[Voterescue] Record number of U.S. voters may cast paper ballots this year
chamade at chamade.com
chamade at chamade.com
Fri Aug 8 15:26:47 CDT 2008
The first time I voted, we had to use the punch machine that slid around.
At 02:13 PM 8/8/2008, Timms Christina wrote:
>I still have a problem with the whole idea that first time voters
>are going to be "confused" about how to use the paper ballot. I'm
>sorry but its not rocket science, I think young voters deserve a
>little more credit
>
>
>On 8/7/08 3:55 PM, "chamade at chamade.com" <chamade at chamade.com> wrote:
>
>Actually yes. Thanks to Katrina and other natural disasters, the
>price of wood has risen dramatically. We ship cardboard to China
>where they recycle
>it and send it back to us. But paper prices have risen a lot!
>
>At 02:53 PM 8/7/2008, Laura Westcott wrote:
>Wonder why counties have to "spend tens of millions of dollars
>printing ballots"...are paper prices rising too?
>
>
>On Thu, Aug 7, 2008 at 1:34 PM, Jenny Clark <jclark99 at austin.rr.com > wrote:
>
><http://www.statesman.com/search/content/news/stories/nation/08/07/08>http://www.statesman.com/search/content/news/stories/nation/08/07/08
>07papervoting.html
>
>PAPER BALLOTS
>Record number of U.S. voters may cast paper ballots this year
>Many officials shelving electronic devices over glitches, hacker fears.
>By Allison Hoffman
>ASSOCIATED PRESS
>
>Thursday, August 07, 2008
>SAN DIEGO - Come November, more Americans might cast their ballots
>on paper than in any other election in U.S. history.

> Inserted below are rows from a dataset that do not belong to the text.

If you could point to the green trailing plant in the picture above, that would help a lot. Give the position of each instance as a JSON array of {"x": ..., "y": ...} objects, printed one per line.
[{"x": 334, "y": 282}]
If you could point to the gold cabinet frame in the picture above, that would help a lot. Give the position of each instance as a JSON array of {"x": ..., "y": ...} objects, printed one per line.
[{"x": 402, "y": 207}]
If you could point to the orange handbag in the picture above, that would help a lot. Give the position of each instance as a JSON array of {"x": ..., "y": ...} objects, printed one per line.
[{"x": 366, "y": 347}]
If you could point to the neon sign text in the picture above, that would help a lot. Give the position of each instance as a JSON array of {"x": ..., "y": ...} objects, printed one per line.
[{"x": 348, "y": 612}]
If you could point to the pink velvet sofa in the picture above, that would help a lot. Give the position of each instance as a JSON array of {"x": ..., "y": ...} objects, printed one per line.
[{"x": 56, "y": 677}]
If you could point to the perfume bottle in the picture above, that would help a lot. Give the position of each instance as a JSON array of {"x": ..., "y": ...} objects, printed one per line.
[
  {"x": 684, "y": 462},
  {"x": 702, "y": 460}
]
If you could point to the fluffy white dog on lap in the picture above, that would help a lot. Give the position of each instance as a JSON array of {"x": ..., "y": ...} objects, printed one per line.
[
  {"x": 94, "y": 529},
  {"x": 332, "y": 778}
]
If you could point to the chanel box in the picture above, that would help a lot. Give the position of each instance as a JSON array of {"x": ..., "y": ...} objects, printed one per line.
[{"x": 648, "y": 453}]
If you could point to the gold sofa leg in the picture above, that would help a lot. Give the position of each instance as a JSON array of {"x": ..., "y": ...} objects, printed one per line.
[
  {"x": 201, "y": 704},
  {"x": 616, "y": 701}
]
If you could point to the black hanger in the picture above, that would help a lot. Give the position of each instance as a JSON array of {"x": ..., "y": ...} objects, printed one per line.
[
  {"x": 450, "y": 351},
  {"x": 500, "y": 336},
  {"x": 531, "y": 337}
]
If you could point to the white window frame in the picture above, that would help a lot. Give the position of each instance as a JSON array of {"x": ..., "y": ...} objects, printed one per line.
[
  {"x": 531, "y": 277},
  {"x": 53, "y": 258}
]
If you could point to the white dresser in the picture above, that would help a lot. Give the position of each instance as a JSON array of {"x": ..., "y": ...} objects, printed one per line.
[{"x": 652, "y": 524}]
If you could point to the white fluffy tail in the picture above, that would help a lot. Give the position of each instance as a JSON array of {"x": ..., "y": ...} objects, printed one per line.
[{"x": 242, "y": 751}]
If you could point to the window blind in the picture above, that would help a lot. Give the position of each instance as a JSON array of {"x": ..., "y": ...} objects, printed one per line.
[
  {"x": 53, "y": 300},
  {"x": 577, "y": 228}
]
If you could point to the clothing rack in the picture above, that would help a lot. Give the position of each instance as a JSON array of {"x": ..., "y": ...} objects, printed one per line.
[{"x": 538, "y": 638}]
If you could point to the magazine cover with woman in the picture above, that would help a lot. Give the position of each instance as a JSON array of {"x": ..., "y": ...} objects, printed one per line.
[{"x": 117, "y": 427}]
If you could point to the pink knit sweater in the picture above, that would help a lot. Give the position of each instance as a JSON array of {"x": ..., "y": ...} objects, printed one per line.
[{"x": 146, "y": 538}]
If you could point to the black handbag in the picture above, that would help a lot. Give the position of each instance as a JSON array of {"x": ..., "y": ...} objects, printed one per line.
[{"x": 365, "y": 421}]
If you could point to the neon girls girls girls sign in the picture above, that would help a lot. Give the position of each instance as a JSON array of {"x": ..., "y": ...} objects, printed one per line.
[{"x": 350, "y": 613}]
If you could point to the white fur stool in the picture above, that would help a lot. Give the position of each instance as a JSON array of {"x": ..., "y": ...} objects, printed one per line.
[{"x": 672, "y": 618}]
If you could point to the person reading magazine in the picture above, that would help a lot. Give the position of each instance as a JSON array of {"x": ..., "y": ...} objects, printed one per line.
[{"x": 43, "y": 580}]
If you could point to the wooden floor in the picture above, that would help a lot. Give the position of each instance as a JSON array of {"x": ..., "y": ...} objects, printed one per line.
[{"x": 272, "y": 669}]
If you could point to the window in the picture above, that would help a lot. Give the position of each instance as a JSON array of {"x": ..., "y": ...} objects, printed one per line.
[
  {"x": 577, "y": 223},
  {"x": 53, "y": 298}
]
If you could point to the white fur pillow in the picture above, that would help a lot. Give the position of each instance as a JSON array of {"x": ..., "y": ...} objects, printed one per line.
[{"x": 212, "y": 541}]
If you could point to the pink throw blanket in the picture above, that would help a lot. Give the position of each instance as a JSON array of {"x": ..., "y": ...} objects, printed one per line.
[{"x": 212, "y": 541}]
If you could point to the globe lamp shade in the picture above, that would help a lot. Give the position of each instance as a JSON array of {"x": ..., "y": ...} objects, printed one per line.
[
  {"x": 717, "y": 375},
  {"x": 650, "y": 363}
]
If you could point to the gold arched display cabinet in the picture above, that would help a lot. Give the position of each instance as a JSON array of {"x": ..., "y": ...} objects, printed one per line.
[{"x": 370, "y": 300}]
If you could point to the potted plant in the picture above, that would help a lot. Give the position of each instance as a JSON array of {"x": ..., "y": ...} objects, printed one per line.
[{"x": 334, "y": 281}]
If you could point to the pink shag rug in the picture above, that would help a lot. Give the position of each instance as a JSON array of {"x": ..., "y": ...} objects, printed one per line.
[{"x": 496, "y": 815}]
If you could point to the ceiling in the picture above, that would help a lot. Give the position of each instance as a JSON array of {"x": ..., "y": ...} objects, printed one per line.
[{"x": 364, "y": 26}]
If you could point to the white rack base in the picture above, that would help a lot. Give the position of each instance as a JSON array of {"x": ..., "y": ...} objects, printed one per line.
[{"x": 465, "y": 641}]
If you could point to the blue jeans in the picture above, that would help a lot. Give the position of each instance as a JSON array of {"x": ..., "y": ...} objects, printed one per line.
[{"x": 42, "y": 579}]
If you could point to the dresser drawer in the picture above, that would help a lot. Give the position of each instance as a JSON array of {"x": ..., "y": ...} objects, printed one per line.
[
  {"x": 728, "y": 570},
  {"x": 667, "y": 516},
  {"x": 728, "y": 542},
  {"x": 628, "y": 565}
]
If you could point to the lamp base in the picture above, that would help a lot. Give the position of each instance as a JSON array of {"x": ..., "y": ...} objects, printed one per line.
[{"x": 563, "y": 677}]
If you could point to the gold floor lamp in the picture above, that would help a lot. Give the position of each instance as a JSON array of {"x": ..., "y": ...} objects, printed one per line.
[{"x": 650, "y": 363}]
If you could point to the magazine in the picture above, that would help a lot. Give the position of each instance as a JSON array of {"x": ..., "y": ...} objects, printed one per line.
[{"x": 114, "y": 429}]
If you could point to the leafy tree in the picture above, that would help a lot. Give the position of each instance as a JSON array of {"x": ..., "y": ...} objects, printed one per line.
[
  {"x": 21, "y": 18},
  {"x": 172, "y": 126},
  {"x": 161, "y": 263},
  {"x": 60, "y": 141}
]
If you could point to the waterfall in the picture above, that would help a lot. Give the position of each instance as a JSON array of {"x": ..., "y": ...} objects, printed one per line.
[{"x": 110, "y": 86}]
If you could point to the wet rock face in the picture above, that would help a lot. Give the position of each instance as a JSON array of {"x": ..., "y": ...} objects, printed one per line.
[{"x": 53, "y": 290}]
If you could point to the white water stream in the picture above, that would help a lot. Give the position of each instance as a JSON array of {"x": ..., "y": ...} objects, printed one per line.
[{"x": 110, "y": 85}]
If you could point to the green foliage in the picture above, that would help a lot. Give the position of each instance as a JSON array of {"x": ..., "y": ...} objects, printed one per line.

>That wasn't supposed to happen. If everything had gone according to
>the government's $3 billion plan to upgrade voting technology after
>the hanging-chad fiasco in Florida in 2000, that sentence would read
>"electronic machines" instead of paper.
>Instead, thousands of touchscreen devices are collecting dust in
>warehouses from California to Florida, where officials worried about
>hackers and fed up with technical glitches have replaced the
>equipment with scanners that will read paper ballots.
>An Associated Press Election Research survey has found that 57
>percent of the nation's registered voters live in counties that will
>be relying on paper ballots this fall.
>The number of registered voters in jurisdictions that will rely
>mainly on electronic voting machines has fallen from a high of 44
>percent during the 2006 midterm elections to 36 percent. (Much of
>the rest of the electorate consists of voters in New York state, who
>will be using old-fashioned pull-lever machines.)
>In fact, because of growth in the electorate, expansion of absentee
>voting rules, and expectations of high turnout for the contest
>between presumptive presidential nominees Democrat Sen. Barack Obama
>and Republican Sen. John McCain, some experts are predicting a
>record number of Americans will cast ballots on paper this year.
>"More people will be using computer-read paper ballots than at any
>other time in the nation's history," said Kimball Brace, head of
>Election Data Services, a consulting firm. "As you get more
>registered voters and more people in the pool, it exacerbates this
>bigger issue of paper."
>In 2000, about 97 million registered voters lived in counties that
>relied on some form of paper ballot, Brace said. The number is
>expected to top 100 million this fall, according to the AP data.
>The return to paper creates extra stress on an already-strapped
>election system. Cash-poor counties will have to spend tens of
>millions of dollars printing ballots. Voters, many of them
>first-timers, may wind up confused by the ballot formats and
>frustrated by long lines of people waiting to use the scanners.
>All states but Idaho have junked the punch-card ballots that caused
>so much trouble in Florida. But many plan to use paper ballots that
>require voters to fill in ovals with a pen.
>"After 2000, there was a widespread revulsion about paper - everyone
>had the mental image of the guy cross-eyed looking at the punch-card
>ballot," said Doug Chapin, director of the watchdog Electionline.
>"But there's no silver bullet. You're trading one set of problems for another."